Lakers general manager Mitch Kupchak said the team expected such a decision.

"This is an opportunity for him to see what the market is,"
Fisher's agent, Mark Bartelstein, said by telephone from Chicago.
"He's a heck of a player. You only have so many chances in your
career to test the market and so many chances to be a free agent.

"By no means does this mean he doesn't want to be a Laker. He'd
love to stay a Laker. We're going to go through the process and see
what happens."

Kupchak said the Lakers will be aggressive in trying to keep
Fisher, who joined them as a first-round draft pick in 1996.

"I think a lot of our players made sacrifices and maybe nobody
more than Derek Fisher did," Kupchak said, referring to the fact
that Fisher lost his starting position when Gary Payton joined the
Lakers last summer.

"I know Derek wants to play and he wants to play significant
minutes," Kupchak said. "I know he wasn't happy, it was a tough
year for him. Considering his stature on this team and what he went
through, he was nothing but professional.

"It's my understanding that Derek does want to finish his
career here and that is something that we would like to see
happen."

Fisher would have earned $3 million from the Lakers in each of
the next two seasons had he not opted out. He can't sign with
anyone, including his former team, until the middle of next month.

He joins Kobe Bryant and Karl Malone in exercising options to
become free agents.

Kupchak said he has been speaking with Bartelstein for about 10
days and the two discussed a contract extension. Obviously, that
didn't work out.

Bartelstein would not discuss financial parameters.

"Once we get to free agency, we'll deal with that at that
time," he said.

Fisher, who turns 30 in August, was expected to opt out even
before Payton exercised his $5.4 million option for next season on
Tuesday.

Fisher played in all 104 games for the Lakers this season,
averaging 21.6 minutes and 7.1 points in 82 regular-season games
and 23 minutes and 7.5 points in 22 postseason games.
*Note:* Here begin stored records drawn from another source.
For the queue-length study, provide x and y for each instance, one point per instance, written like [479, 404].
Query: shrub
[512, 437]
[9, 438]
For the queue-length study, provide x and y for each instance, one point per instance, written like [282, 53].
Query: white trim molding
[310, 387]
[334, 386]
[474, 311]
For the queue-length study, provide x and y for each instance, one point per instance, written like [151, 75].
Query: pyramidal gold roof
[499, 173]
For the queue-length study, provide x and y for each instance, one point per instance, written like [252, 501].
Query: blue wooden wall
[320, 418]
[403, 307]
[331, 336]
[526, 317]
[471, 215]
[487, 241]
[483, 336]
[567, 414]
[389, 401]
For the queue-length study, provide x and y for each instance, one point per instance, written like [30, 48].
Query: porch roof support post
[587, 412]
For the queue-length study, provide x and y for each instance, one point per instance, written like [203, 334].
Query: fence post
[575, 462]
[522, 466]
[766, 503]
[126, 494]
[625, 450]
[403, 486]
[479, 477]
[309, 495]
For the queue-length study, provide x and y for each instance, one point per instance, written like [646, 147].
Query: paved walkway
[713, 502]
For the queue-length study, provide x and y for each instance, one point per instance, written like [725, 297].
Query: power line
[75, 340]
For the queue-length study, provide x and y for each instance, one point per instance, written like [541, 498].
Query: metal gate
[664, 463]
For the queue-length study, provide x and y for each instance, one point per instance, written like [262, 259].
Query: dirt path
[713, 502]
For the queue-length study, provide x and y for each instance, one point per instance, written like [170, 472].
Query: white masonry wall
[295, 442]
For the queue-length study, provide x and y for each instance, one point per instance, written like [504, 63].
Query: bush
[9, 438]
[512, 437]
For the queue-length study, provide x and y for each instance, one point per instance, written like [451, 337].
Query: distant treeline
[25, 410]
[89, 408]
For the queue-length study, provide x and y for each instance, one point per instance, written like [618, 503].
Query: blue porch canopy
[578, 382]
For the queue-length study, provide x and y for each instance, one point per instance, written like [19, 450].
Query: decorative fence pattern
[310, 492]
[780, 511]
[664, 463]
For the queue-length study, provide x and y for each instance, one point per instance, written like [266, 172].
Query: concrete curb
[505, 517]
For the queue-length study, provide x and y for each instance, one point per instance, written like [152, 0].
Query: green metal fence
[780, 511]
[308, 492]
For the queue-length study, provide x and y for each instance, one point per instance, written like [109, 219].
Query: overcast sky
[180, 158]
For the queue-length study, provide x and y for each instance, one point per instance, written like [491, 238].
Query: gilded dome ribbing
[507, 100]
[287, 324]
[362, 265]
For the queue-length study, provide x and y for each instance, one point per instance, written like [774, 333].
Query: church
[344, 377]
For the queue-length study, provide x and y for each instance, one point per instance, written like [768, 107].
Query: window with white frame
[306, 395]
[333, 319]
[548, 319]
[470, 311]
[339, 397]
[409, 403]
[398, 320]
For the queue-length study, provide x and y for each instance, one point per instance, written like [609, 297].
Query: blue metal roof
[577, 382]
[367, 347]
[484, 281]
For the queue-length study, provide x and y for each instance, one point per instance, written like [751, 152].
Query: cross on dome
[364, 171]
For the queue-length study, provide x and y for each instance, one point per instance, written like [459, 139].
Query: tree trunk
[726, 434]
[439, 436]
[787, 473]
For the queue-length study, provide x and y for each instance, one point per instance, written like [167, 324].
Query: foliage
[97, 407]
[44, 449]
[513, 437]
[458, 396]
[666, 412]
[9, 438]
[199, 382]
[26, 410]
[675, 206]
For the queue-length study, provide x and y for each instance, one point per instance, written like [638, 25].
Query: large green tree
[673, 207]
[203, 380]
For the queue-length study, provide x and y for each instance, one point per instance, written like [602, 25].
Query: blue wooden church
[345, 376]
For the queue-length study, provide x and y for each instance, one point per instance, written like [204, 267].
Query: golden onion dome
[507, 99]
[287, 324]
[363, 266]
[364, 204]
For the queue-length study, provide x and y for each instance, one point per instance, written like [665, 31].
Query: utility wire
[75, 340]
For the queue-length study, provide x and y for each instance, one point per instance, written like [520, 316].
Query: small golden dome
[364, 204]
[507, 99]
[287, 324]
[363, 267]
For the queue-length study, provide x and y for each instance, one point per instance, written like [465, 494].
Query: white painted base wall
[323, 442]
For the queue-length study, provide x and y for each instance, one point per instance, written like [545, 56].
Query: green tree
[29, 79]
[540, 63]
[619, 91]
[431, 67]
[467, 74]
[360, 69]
He was a
member of the Lakers' three straight title teams starting in 2000.

He made one of the most memorable shots in a playoff game in
years, hitting an 18-foot running jumper at the buzzer to give the
Lakers a 74-73 victory over San Antonio in Game 5 of the Western
Conference semifinals.

The Lakers then won Game 6 to advance to the conference finals,
where they beat the Minnesota Timberwolves.

The Lakers lost to the Detroit Pistons 4-1 in the NBA Finals.

Meanwhile, Kupchak didn't have much to say about the Lakers'
coaching situation or Shaquille O'Neal's request to be traded.

"I don't anticipate it running into the middle of July," he
said of hiring a successor to Phil Jackson. "I would hope the end
of June, the first 10 days of July, I'd like to have a coach."

Former Houston Rockets coach Rudy Tomjanovich was interviewed
Tuesday, and former Lakers coach Pat Riley, now an executive with
the Miami Heat, confirmed Wednesday he spoke with Kupchak and owner
Jerry Buss but wasn't a candidate.

Kupchak said the focus was on Thursday night's NBA draft and he
thought that would carry on through the weekend.

Regarding O'Neal, Kupchak said: "There's nothing more to
comment on than has been already stated. Obviously the best of all
worlds is we keep this team together, that we carry on and win."

O'Neal requested a trade last Friday -- a day after Kupchak said
he would never trade Bryant but didn't close the door to a possible
trade of O'Neal if he wanted to play elsewhere. The decision that
Jackson wouldn't return was announced the following day.

Kupchak said he didn't believe something had to be resolved
concerning O'Neal before a coach is hired.